Es ist ein wunderschöner Tag in Torgau mit Sonnenschein und buntem Herbstlaub, als mich vor der Kulturbastion Jessy James LaFleur freudestrahlend umarmt und sagt, wie sehr sie sich freut, mich zu sehen – obwohl wir uns noch nie zuvor begegnet sind. Nur einer von vielen Momenten, die mich innehalten und mich selbst hinterfragen lassen, und ein kleiner Vorgeschmack auf das, was wir an diesem Abend mit ihr erleben dürfen.

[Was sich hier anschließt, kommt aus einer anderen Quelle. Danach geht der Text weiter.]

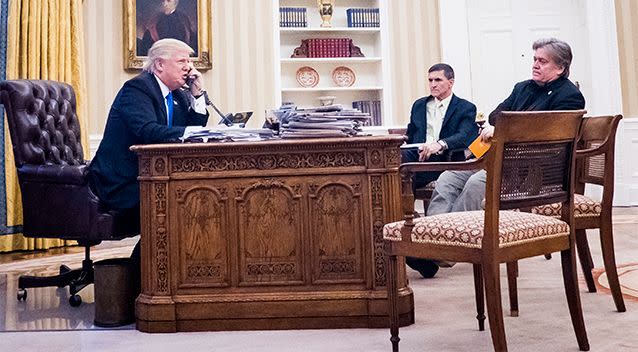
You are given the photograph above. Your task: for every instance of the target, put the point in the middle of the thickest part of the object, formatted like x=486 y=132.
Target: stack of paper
x=323 y=121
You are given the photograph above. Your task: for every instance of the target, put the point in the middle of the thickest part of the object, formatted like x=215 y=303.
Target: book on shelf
x=363 y=17
x=292 y=17
x=329 y=47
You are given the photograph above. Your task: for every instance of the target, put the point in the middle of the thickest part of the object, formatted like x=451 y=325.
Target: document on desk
x=478 y=147
x=412 y=146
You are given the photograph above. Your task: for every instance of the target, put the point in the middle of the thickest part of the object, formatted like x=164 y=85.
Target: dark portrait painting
x=159 y=19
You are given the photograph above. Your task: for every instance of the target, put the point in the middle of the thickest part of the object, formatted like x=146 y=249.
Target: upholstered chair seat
x=57 y=201
x=465 y=229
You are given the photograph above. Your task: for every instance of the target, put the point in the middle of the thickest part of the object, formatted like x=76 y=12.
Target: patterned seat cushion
x=465 y=229
x=583 y=207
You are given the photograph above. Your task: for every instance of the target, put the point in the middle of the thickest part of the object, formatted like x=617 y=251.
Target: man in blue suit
x=445 y=125
x=442 y=122
x=150 y=108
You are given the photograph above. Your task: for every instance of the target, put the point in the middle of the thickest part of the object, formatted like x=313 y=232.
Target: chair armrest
x=473 y=164
x=458 y=154
x=55 y=174
x=589 y=152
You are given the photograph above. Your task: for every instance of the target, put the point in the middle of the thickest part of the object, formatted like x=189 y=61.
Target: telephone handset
x=225 y=119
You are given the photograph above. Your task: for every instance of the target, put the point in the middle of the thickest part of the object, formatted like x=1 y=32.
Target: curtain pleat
x=44 y=41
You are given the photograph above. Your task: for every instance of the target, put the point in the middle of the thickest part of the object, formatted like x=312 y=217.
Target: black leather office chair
x=56 y=199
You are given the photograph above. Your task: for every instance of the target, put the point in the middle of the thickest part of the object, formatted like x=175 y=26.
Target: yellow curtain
x=44 y=41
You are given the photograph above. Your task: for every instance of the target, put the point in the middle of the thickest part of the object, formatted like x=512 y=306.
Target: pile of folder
x=325 y=121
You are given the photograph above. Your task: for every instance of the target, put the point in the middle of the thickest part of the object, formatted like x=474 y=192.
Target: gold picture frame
x=144 y=20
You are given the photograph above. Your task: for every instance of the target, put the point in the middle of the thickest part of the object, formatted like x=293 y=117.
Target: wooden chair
x=56 y=199
x=531 y=162
x=594 y=165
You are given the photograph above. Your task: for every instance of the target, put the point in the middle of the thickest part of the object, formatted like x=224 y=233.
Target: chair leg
x=512 y=273
x=584 y=256
x=492 y=279
x=479 y=295
x=568 y=262
x=393 y=294
x=609 y=258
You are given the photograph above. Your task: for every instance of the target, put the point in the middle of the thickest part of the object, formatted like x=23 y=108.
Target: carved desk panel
x=267 y=235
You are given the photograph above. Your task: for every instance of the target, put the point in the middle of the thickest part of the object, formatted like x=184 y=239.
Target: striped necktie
x=169 y=105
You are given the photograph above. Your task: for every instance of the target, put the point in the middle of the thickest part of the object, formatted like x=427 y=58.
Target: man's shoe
x=426 y=267
x=445 y=264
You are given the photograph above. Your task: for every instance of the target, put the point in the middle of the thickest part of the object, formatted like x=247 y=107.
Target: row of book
x=362 y=17
x=371 y=107
x=324 y=121
x=328 y=47
x=357 y=17
x=292 y=17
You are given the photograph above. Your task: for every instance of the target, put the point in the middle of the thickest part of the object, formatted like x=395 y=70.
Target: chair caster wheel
x=63 y=270
x=75 y=300
x=22 y=294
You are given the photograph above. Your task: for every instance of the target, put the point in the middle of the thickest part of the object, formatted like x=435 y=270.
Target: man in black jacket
x=150 y=108
x=549 y=89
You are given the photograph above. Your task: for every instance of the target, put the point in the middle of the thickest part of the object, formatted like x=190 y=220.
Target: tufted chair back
x=44 y=126
x=52 y=172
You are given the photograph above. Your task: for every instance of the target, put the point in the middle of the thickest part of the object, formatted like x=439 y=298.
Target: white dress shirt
x=436 y=110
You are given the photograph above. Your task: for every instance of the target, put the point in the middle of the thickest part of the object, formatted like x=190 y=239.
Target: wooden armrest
x=473 y=164
x=585 y=153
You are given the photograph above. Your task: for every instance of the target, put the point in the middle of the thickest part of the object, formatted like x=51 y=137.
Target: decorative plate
x=307 y=77
x=343 y=76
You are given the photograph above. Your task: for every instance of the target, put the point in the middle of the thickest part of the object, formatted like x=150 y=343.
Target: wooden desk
x=283 y=234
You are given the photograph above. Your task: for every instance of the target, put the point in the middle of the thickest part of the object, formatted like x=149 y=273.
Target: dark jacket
x=137 y=116
x=458 y=130
x=560 y=94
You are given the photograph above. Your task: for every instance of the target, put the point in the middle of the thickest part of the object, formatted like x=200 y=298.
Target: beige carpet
x=445 y=315
x=628 y=277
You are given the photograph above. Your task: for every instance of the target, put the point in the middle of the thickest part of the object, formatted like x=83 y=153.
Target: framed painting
x=146 y=21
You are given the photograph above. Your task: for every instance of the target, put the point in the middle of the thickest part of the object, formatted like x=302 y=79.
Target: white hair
x=164 y=49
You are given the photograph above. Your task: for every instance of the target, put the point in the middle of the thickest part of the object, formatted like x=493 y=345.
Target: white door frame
x=601 y=39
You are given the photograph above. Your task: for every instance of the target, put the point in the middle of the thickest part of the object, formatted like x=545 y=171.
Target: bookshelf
x=370 y=70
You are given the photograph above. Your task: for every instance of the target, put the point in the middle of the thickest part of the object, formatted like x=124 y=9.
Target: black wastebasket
x=115 y=291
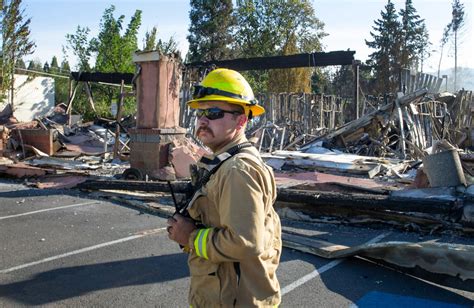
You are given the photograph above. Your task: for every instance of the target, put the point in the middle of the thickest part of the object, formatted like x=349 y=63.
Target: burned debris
x=400 y=161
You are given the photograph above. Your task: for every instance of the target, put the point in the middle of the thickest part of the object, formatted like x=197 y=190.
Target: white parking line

Im Rahmen der Dialogreihe „Die PfD im Gespräch mit…“ haben wir Jessy James LaFleur nach Torgau eingeladen. Sie nennt sich selbst eine Nomadin, eine Wanderin, die beinahe nicht rechtzeitig bei uns angekommen wäre – wieder einmal aufgrund der Unzuverlässigkeit der Deutschen Bahn. Doch sie kam an, und brachte weit mehr mit, als wir erwartet hatten.
Der Abend begann mit ihrem Programm „Doma“, in dem sie durch Poesie und persönliche Geschichten über Heimat, Freiheit und Identität sprach. Ihre Texte waren voller Energie, ehrlich und direkt, und sie berührten das Publikum tief. Man sah es in den Gesichtern, hörte es in den leisen Zustimmungen und dem gelegentlichen Kopfnicken. Was besonders beeindruckte: Obwohl Jessys Worte Emotionen weckten, schuf sie gleichzeitig einen Raum, in dem auch konträre Meinungen willkommen waren. Es fühlte sich sicher an, eigene Gedanken zu teilen, selbst wenn sie sich von dem unterschieden, was gerade vorgetragen wurde.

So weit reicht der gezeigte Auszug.